The noble Lord, Lord Judd, has raised some extremely serious issues on Amendments 6 and 8. I look forward to the Minister’s response to those issues. We will consider his response and judge whether to support those amendments on Report. However, I put down a marker to the Government that we will be looking to hear a very good response, otherwise we will probably support the amendments on Report.
I would like to make clear that the Opposition are not against people under 18 serving in the Armed Forces. We think it can be good for those young people and for the Armed Forces. However, as the noble Lord, Lord Judd, has just so eloquently set out, there must be the right safeguards. There are obvious safeguards to do with combat and other issues that we believe are in place—and of course we will be constantly seeking assurances that they are in place—but we think Amendments 6 and 8, as a basis for reporting, and our Amendment 22, tie the whole thing together.
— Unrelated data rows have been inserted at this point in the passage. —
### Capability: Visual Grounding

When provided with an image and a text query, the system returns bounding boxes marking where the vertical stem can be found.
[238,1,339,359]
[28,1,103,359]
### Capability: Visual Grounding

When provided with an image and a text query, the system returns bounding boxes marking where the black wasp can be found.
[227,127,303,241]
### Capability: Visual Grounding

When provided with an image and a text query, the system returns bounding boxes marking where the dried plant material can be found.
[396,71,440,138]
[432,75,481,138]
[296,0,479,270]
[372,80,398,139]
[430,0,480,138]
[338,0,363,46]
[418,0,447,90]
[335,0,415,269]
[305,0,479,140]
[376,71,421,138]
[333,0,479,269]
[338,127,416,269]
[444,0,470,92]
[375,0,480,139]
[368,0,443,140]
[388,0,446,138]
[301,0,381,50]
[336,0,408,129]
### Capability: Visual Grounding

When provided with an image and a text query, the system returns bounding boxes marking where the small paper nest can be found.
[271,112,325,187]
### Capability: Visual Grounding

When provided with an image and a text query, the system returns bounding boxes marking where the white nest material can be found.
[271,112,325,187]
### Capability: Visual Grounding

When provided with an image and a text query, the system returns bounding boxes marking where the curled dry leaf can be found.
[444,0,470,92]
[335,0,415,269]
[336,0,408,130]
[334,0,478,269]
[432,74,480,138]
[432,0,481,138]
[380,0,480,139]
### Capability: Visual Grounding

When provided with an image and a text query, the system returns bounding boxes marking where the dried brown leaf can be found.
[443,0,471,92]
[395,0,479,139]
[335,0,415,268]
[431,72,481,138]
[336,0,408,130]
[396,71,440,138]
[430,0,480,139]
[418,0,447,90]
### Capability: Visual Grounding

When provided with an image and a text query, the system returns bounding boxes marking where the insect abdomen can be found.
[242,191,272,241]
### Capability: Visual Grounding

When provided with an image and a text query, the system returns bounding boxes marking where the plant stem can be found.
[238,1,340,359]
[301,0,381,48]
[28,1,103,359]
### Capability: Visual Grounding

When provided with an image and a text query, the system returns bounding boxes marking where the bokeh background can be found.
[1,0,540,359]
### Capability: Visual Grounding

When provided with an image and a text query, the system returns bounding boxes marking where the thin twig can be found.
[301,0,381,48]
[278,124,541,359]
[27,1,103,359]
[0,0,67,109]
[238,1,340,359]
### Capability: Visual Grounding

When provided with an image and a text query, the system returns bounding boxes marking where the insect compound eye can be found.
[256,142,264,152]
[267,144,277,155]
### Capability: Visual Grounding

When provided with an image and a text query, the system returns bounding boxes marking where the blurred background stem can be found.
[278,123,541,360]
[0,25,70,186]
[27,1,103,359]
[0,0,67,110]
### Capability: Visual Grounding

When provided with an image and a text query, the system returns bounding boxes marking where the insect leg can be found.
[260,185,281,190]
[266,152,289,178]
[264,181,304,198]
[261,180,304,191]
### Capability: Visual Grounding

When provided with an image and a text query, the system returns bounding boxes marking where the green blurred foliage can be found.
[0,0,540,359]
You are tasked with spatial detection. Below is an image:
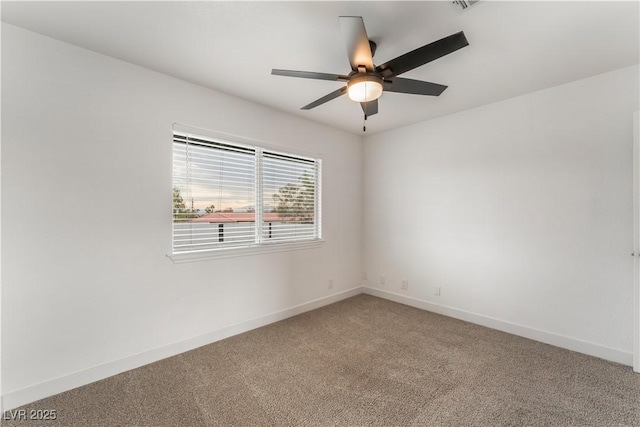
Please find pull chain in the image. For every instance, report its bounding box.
[363,114,367,132]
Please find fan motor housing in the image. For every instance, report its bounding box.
[348,74,383,87]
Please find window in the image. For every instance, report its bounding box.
[172,128,321,255]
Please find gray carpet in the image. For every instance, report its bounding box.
[3,294,640,426]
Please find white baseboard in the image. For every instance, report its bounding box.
[1,287,362,411]
[362,286,633,367]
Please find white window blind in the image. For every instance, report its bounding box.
[262,151,319,243]
[172,129,321,255]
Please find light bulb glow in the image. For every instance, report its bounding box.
[347,75,383,102]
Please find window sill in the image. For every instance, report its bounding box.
[167,239,325,264]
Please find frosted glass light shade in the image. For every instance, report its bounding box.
[347,75,383,102]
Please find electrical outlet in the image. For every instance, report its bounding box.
[328,278,334,289]
[379,276,386,285]
[401,279,409,290]
[433,286,441,296]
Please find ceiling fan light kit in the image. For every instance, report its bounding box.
[272,16,469,130]
[347,74,383,102]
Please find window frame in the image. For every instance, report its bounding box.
[168,124,323,263]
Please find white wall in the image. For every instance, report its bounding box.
[363,65,639,364]
[1,24,362,407]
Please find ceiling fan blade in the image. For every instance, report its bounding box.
[383,77,447,96]
[376,31,469,78]
[301,86,348,110]
[360,99,378,117]
[339,16,374,72]
[272,69,350,82]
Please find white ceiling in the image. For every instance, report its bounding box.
[2,1,638,136]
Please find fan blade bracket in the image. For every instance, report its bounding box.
[379,68,395,78]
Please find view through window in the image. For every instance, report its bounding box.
[172,130,321,254]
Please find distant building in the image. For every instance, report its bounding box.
[173,211,315,249]
[190,212,282,223]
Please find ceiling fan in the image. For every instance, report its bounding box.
[272,16,469,129]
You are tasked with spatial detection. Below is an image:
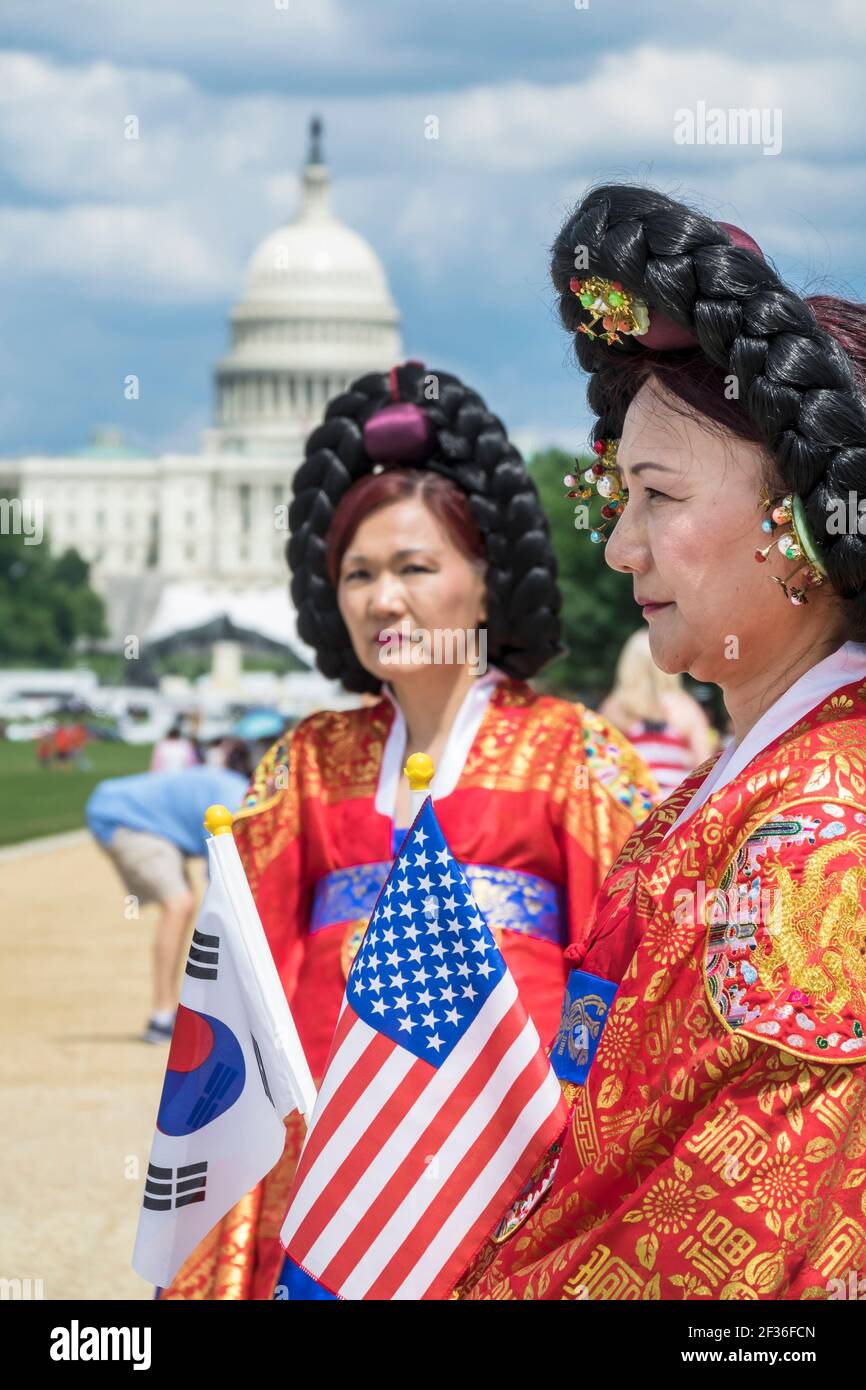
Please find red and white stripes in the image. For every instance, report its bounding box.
[282,973,566,1300]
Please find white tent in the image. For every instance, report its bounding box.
[142,581,356,719]
[143,582,314,667]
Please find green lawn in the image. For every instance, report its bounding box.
[0,739,154,847]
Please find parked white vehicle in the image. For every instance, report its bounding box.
[0,670,99,705]
[4,719,57,742]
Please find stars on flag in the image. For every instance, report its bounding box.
[348,804,505,1064]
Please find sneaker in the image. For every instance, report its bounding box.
[143,1016,175,1045]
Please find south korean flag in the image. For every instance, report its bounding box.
[132,807,316,1290]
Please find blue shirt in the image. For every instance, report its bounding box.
[86,766,249,856]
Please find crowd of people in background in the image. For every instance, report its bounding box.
[36,720,91,770]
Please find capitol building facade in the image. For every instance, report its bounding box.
[3,120,403,652]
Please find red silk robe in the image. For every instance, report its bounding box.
[160,676,654,1299]
[460,675,866,1300]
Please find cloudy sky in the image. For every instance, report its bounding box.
[2,0,865,458]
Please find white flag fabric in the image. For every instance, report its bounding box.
[132,819,316,1289]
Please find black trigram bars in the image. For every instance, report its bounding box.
[251,1033,275,1107]
[186,1062,241,1130]
[185,929,219,981]
[143,1161,208,1211]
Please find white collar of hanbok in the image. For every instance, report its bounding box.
[667,639,866,839]
[375,665,507,823]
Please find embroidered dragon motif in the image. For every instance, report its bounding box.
[760,835,866,1015]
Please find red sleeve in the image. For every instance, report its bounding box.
[559,706,656,954]
[231,725,311,1004]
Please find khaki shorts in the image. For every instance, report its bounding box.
[101,827,191,906]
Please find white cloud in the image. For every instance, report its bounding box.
[0,11,863,456]
[1,0,345,69]
[0,39,864,317]
[0,52,299,202]
[434,46,865,171]
[4,0,866,86]
[0,204,234,300]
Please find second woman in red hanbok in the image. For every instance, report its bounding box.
[160,360,655,1299]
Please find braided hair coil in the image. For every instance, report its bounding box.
[552,184,866,629]
[288,363,563,693]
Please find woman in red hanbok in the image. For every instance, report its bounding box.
[459,185,866,1300]
[160,361,654,1299]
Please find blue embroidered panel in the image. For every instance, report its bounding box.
[462,864,565,945]
[550,968,618,1085]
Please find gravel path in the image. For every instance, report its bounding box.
[2,836,204,1300]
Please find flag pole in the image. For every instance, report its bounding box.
[403,752,435,820]
[204,804,317,1123]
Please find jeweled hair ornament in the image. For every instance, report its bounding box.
[564,218,838,595]
[568,224,765,350]
[564,437,627,544]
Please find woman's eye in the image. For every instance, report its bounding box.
[343,568,369,582]
[402,564,433,574]
[645,487,668,501]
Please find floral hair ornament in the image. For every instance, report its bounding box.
[568,276,650,347]
[569,224,765,351]
[564,437,627,544]
[755,488,829,605]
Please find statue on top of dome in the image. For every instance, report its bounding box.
[307,113,324,166]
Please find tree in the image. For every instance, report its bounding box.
[528,447,641,702]
[0,530,106,665]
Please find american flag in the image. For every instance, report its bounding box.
[279,797,569,1300]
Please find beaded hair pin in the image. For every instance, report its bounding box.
[568,276,650,347]
[564,437,627,544]
[755,489,828,605]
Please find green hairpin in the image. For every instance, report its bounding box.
[791,495,829,579]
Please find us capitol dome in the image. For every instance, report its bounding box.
[209,115,402,457]
[8,117,404,655]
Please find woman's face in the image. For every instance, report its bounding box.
[605,376,841,684]
[336,494,487,682]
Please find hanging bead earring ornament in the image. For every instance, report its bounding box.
[564,437,627,544]
[756,489,828,604]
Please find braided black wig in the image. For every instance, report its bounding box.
[287,361,563,694]
[551,184,866,636]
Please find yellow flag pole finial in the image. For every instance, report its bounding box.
[204,804,234,836]
[404,753,434,821]
[404,752,435,792]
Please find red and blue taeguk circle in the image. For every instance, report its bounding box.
[156,1005,246,1136]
We have been assured privately that there are mechanisms in place whereby all young people under the age of 18 are able to leave the Armed Forces at any point up to their 18th birthday if they wish to. That is an absolutely key safeguard but it is a safeguard with which we are uncomfortable. The noble Lord, Lord Judd, has hit the nail on the head: there is no process for informed consent. There is no clear process of audit. We believe that the proper way forward is an affirmative, signed statement by that young person that they wish to continue their service in the Armed Forces, and we will be pressing this point on Report unless we can be convinced by the Minister between now and then that such a clause is not required in the Bill.